Bug 1568148

Summary: libvirt: vpx:// driver does not get CPU vendor, model or topology from VMware server
Product: Red Hat Enterprise Linux 7 Reporter: Kedar Kulkarni <kkulkarn>
Component: libvirtAssignee: Pino Toscano <ptoscano>
Status: CLOSED ERRATA QA Contact: tingting zheng <tzheng>
Severity: medium Docs Contact:
Priority: unspecified    
Version: 7.5CC: bthurber, dyuan, fdupont, hkataria, jdenemar, kkulkarn, lavenel, lmen, mpovolny, mxie, obarenbo, ptoscano, rjones, tzheng, xuzhang
Target Milestone: betaKeywords: Upstream
Target Release: 7.6   
Hardware: Unspecified   
OS: Unspecified   
Whiteboard: V2V
Fixed In Version: libvirt-4.3.0-1.el7 Doc Type: If docs needed, set a value
Doc Text:
Story Points: ---
Clone Of: Environment:
Last Closed: 2018-10-30 09:53:26 UTC Type: Bug
Regression: --- Mount Type: ---
Documentation: --- CRM:
Verified Versions: Category: ---
oVirt Team: --- RHEL 7.3 requirements from Atomic Host:
Cloudforms Team: --- Target Upstream Version:
Embargoed:
Bug Depends On:    
Bug Blocks: 1541908    
Attachments:
Description Flags
PreMigration
none
PostMigration
none
comment12-v2v.log
none
window2016_8-sockets_1-core.vmx none

Description Kedar Kulkarni 2018-04-16 20:34:36 UTC
Description of problem:
VM CPU sockets and cores differ post migration. Please see attached screenshots. 

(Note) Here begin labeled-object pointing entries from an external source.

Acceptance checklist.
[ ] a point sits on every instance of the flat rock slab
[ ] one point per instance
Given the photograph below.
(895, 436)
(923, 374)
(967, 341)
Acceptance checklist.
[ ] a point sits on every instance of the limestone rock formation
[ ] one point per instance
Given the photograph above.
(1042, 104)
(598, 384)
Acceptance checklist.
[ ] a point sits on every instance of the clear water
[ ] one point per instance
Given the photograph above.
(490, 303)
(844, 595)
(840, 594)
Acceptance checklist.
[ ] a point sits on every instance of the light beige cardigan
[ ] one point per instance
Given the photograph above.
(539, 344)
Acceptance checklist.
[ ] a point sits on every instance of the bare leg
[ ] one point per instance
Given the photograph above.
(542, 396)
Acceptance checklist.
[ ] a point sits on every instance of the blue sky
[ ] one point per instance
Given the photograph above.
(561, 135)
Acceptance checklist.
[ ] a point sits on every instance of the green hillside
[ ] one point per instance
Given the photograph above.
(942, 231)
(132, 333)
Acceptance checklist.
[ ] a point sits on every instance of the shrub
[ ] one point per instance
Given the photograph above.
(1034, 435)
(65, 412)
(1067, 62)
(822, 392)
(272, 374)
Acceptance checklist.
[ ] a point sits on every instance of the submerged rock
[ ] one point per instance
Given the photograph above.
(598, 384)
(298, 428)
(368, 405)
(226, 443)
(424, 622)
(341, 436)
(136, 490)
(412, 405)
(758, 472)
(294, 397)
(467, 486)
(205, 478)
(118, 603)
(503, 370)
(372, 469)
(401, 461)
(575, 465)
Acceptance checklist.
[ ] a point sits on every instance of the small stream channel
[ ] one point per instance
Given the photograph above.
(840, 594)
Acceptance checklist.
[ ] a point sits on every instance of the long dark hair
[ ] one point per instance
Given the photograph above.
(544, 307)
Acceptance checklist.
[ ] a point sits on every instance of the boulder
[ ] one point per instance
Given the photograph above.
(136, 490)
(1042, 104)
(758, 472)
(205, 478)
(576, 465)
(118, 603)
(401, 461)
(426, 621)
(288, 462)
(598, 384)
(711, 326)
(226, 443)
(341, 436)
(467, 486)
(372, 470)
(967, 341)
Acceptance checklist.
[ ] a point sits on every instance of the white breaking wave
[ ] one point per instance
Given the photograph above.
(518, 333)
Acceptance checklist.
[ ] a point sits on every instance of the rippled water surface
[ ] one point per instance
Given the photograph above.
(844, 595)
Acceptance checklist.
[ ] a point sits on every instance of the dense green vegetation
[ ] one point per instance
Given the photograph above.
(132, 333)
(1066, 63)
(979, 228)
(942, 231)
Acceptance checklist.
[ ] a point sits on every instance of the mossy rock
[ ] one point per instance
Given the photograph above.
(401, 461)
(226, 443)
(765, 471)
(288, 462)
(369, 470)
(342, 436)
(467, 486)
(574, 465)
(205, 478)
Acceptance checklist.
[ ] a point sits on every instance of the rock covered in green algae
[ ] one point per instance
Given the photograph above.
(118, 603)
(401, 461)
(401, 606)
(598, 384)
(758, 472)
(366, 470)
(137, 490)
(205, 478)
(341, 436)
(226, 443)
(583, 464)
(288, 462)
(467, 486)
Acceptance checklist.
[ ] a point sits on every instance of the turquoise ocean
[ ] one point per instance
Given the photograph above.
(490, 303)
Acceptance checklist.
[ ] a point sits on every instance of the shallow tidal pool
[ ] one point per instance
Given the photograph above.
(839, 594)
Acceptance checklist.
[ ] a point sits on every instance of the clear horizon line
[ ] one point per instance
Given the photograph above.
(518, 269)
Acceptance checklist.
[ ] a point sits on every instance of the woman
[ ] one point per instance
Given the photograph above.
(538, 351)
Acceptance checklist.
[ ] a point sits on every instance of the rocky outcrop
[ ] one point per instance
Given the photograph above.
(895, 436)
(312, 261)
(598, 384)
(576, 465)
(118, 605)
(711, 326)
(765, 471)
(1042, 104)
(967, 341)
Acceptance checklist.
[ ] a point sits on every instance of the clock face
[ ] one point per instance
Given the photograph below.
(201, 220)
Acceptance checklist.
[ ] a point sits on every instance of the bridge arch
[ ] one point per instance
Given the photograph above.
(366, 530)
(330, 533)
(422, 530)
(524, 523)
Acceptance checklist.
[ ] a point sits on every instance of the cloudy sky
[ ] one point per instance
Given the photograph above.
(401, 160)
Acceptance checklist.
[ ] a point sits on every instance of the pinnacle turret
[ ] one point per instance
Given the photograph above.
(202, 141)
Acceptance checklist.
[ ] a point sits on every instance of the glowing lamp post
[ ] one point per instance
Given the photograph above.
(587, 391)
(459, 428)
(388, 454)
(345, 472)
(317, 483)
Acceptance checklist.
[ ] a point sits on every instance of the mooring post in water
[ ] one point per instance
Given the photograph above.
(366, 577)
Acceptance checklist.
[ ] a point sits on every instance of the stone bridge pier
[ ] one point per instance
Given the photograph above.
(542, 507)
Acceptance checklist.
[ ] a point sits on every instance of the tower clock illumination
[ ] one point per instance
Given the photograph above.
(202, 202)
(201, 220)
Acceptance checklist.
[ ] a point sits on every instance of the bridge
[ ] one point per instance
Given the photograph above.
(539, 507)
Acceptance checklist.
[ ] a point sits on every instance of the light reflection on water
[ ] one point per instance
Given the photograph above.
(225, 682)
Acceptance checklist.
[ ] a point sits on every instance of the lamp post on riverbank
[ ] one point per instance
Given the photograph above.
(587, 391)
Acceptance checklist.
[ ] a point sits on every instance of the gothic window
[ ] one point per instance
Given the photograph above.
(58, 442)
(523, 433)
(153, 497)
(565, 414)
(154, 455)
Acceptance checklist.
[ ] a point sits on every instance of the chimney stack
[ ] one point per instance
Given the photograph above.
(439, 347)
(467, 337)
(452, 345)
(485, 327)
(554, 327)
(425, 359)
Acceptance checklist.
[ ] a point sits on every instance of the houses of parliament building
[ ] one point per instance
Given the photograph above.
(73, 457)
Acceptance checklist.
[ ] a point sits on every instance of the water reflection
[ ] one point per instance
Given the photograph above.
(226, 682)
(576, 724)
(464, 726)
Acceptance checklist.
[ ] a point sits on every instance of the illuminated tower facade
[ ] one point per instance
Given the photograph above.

Version-Release number of selected component (if applicable):
master.20180411234937_802d601

How reproducible:
100%

Steps to Reproduce:
1.Migrate VM which has more than one CPU cores and more than one socket
2.
3.

Actual results:
CPU Socket x CPU Core is incorrect see screenshots

Expected results:
CPU Core/Sockets should remain same post migration

Additional info:

Comment 2 Kedar Kulkarni 2018-04-16 20:36:12 UTC
Created attachment 1422731 [details]
PreMigration

Comment 3 Kedar Kulkarni 2018-04-16 20:36:34 UTC
Created attachment 1422732 [details]
PostMigration

Comment 5 Pino Toscano 2018-04-17 06:53:28 UTC
Please provide the logs for virt-v2v.

Comment 8 Richard W.M. Jones 2018-04-17 14:47:06 UTC
The source metadata (from libvirt) doesn't have any information about
CPU vendor, model or topology, only the number of cores.

What libvirt gave us:

<domain type='vmware' xmlns:vmware='http://libvirt.org/schemas/domain/vmware/1.0'>
  <name>v2v-windows-kkulkarn</name>
  <uuid>42009372-17da-be73-779d-007ccf1bd228</uuid>
  <memory unit='KiB'>16777216</memory>
  <currentMemory unit='KiB'>16777216</currentMemory>
  <vcpu placement='static'>16</vcpu>
  <cputune>
    <shares>16000</shares>
  </cputune>
  <os>
    <type arch='x86_64'>hvm</type>
  </os>
  <clock offset='utc'/>
  <on_poweroff>destroy</on_poweroff>
  <on_reboot>restart</on_reboot>
  <on_crash>destroy</on_crash>
  <devices>
    <disk type='file' device='disk'>
      <source file='[name redacted].vmdk'/>
      <target dev='sda' bus='scsi'/>
      <address type='drive' controller='0' bus='0' target='0' unit='0'/>
    </disk>
    <controller type='scsi' index='0' model='lsisas1068'/>
    <interface type='bridge'>
      <mac address='00:50:56:80:b3:81'/>
      <source bridge='VM Network'/>
      <model type='vmxnet3'/>
    </interface>
    <video>
      <model type='vmvga' vram='8192' primary='yes'/>
    </video>
  </devices>
  <vmware:datacenterpath>Datacenter</vmware:datacenterpath>
  <vmware:moref>vm-7737</vmware:moref>
</domain>


What virt-v2v parses from the libvirt XML:

    source name: v2v-windows-kkulkarn
hypervisor type: vmware
         memory: 17179869184 (bytes)
       nr vCPUs: 16
   CPU features: 
       firmware: unknown
        display: 
          video: vmvga
          sound: 
disks:
        nbd:unix:/var/tmp/vddk.h3Mb23/nbdkit1.sock:exportname=/ (raw) [scsi]
removable media:

NICs:
        Bridge "VM Network" mac: 00:50:56:80:b3:81 [vmxnet3]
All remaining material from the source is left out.